Attending the Cannes Film Festival to promote a movie is expensive, especially for Americans, because the dollar is near all-time lows against the euro. So it's no surprise that some of the smaller productions cut back this year and didn't trot out all the stars. One of the most noticeable absences this year is Johansson of Woody Allen's "Vicky Cristina Barcelona." Word on the street (primarily publicists in the know) is that Scarlett wanted to bring nine people in her entourage, including specialists in makeup and hair. Not gonna happen, the backers of Woody's film reportedly told Scarlett. Such an entourage would have cost well more than $100,000, and that's probably a low estimate. A compromise was offered, according to the buzz among publicists. But Scarlett did not relent; hence, no Scarlett.

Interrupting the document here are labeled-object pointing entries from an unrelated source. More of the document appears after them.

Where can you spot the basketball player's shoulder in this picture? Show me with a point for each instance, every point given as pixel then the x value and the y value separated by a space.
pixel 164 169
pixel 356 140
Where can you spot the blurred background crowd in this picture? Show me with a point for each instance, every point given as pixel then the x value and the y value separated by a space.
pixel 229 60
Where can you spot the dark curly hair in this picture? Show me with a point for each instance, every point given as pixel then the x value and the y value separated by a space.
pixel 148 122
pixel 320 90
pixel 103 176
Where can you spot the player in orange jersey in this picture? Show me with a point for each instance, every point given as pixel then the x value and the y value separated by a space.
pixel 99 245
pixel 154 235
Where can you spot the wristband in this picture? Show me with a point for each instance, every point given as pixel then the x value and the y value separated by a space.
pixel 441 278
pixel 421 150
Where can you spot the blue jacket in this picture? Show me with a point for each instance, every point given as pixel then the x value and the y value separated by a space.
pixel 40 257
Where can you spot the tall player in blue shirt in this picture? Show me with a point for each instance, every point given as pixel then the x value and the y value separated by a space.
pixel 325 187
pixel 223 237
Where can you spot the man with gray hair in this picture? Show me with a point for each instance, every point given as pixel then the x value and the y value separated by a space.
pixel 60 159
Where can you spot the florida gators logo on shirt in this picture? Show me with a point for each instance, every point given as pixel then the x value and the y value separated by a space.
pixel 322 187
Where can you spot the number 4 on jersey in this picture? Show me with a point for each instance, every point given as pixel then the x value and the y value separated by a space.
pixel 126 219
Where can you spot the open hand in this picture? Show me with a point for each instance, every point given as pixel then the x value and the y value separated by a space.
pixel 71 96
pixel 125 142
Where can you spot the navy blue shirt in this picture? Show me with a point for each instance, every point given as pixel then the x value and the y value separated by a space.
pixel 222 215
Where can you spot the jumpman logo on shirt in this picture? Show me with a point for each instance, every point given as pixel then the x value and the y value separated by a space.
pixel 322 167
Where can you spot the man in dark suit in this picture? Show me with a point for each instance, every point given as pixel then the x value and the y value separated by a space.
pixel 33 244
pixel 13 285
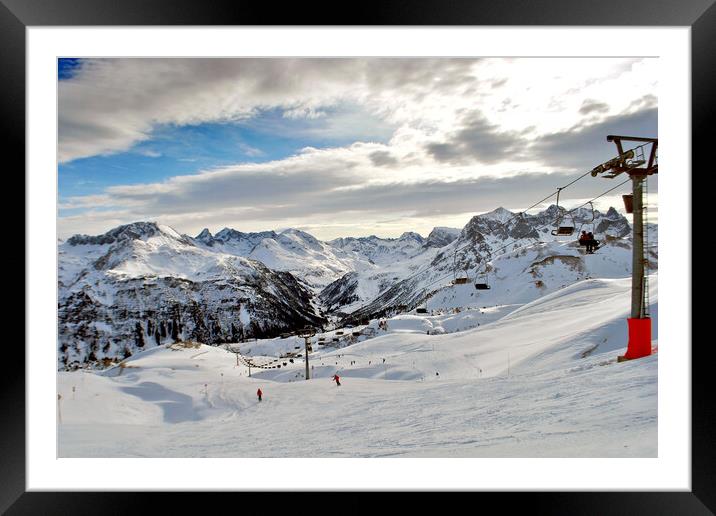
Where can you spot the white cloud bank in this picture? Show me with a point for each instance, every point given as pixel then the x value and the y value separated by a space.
pixel 464 129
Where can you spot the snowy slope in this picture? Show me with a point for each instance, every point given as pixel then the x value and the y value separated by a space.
pixel 541 381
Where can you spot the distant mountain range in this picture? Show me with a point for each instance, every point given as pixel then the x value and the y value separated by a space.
pixel 144 284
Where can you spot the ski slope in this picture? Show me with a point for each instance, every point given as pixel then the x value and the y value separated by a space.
pixel 541 380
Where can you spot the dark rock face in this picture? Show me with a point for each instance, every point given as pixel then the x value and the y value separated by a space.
pixel 105 314
pixel 132 231
pixel 440 237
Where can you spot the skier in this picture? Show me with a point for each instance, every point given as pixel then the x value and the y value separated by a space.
pixel 591 243
pixel 583 238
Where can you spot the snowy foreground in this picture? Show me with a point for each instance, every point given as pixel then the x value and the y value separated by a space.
pixel 538 380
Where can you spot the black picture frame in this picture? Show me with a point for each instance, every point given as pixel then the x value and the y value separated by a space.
pixel 16 15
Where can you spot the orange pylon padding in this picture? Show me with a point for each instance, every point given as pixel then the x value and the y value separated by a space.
pixel 639 338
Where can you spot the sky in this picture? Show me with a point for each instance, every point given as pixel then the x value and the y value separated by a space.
pixel 338 146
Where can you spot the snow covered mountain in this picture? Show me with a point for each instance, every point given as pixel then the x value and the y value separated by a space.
pixel 144 284
pixel 383 251
pixel 516 255
pixel 311 261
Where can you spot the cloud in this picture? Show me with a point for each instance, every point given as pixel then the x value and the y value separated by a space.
pixel 593 106
pixel 478 139
pixel 383 159
pixel 585 146
pixel 415 139
pixel 111 104
pixel 335 186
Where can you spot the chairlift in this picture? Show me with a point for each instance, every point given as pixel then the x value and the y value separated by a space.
pixel 563 226
pixel 422 308
pixel 482 280
pixel 590 223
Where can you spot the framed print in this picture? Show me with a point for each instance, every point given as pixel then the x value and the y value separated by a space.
pixel 401 251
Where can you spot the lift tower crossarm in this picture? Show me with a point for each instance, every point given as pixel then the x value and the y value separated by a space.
pixel 639 323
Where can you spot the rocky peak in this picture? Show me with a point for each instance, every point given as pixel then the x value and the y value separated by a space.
pixel 133 231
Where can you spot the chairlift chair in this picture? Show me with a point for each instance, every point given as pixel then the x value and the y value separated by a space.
pixel 583 243
pixel 563 228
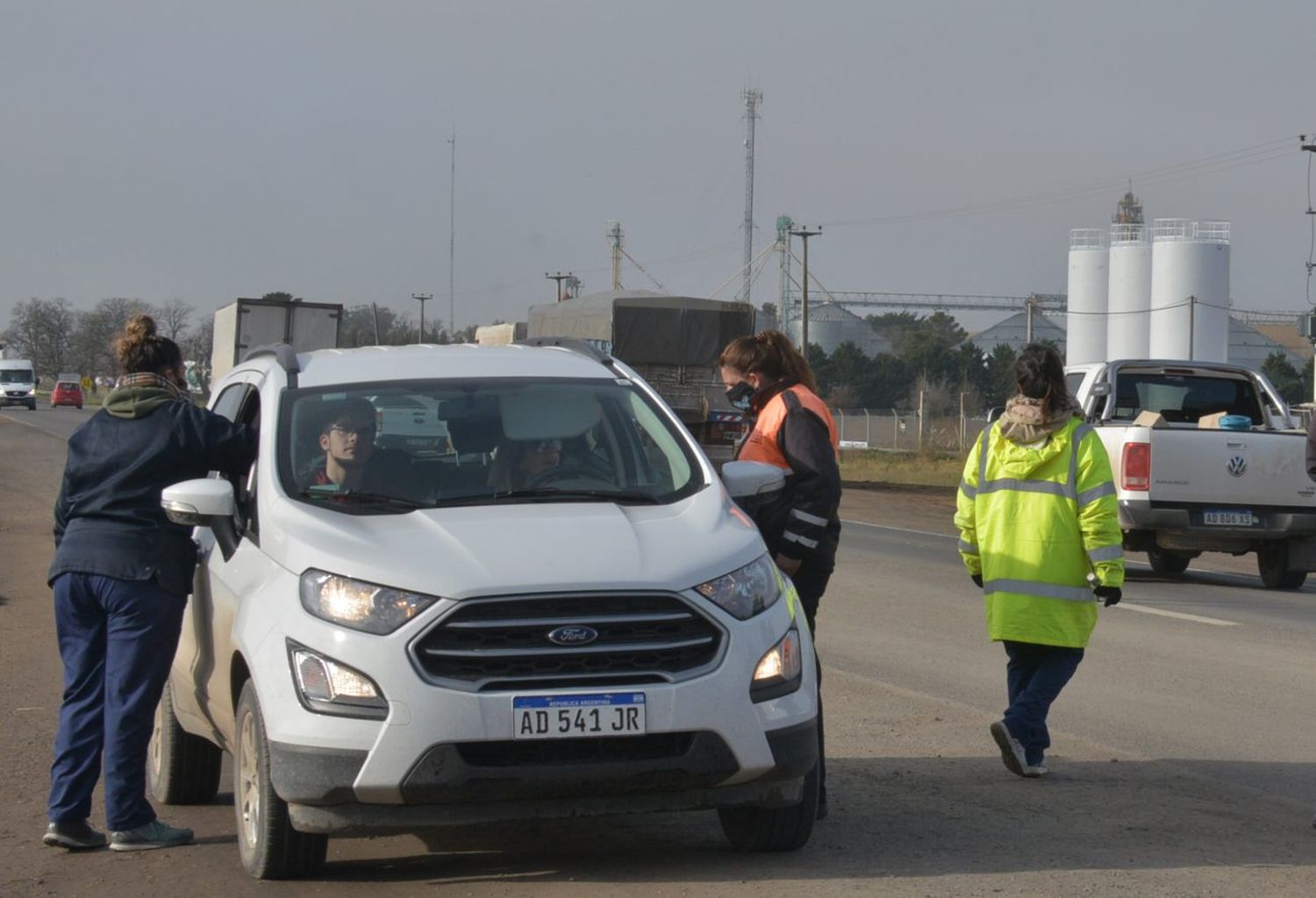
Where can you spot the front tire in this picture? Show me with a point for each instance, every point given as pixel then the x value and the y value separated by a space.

It's shaping up to be quite a race for the Palme d'Or at this year's Cannes Film Festival. U.S. director James Gray premiered "Two Lovers," and it's one of the most sensitive portrayals of the vagaries of love to hit the screen in recent years. Much of the credit goes to Joaquin Phoenix, who stars as a depressed young man who moves back in with his parents after a failed engagement and becomes romantically involved with two women. Gwyneth Paltrow portrays a confused woman who lives nearby and is involved in an affair with a married man. Vinessa Shaw stars as the daughter of family friends who is considered a nice match for him by his parents. ...

Few directors are as verbally eloquent as Brazil's Walter Salles, whose "Linha de Passe" premiered at Cannes. If there were awards given out for best director interview, he would win hands down. A close second would be Brazil's Meirelles. Latin American cinema is at its highest point ever, with several movies selected for the official competition in Cannes. And Cannes jury president Penn acknowledged the trend in a press conference on the first full day of the festival. Every once in a while, a "warm breeze of creativity" settles over a certain part of the world, he said, and "that's what's happening in Latin America." ...

Tuesday

Hollwood's Old Master of cinema unveiled his latest portrait in Cannes, with a highly nuanced portrayal of a mother under siege by Jolie. Eastwood's "Changeling," or "L'echange" in French, tells the true story of Christine Collins, a 1920s Los Angeles single mother who comes home from work to find her 9-year-old son has disappeared. When asked why he allowed his film to be entered in the official competition, rather than screen more safely out of competition like many Hollywood movies here, Eastwood said simply: "It seems like if you're going to go to a film festival that has a competition, you might as well be in it. . . . Playing out of competition is playing it safe."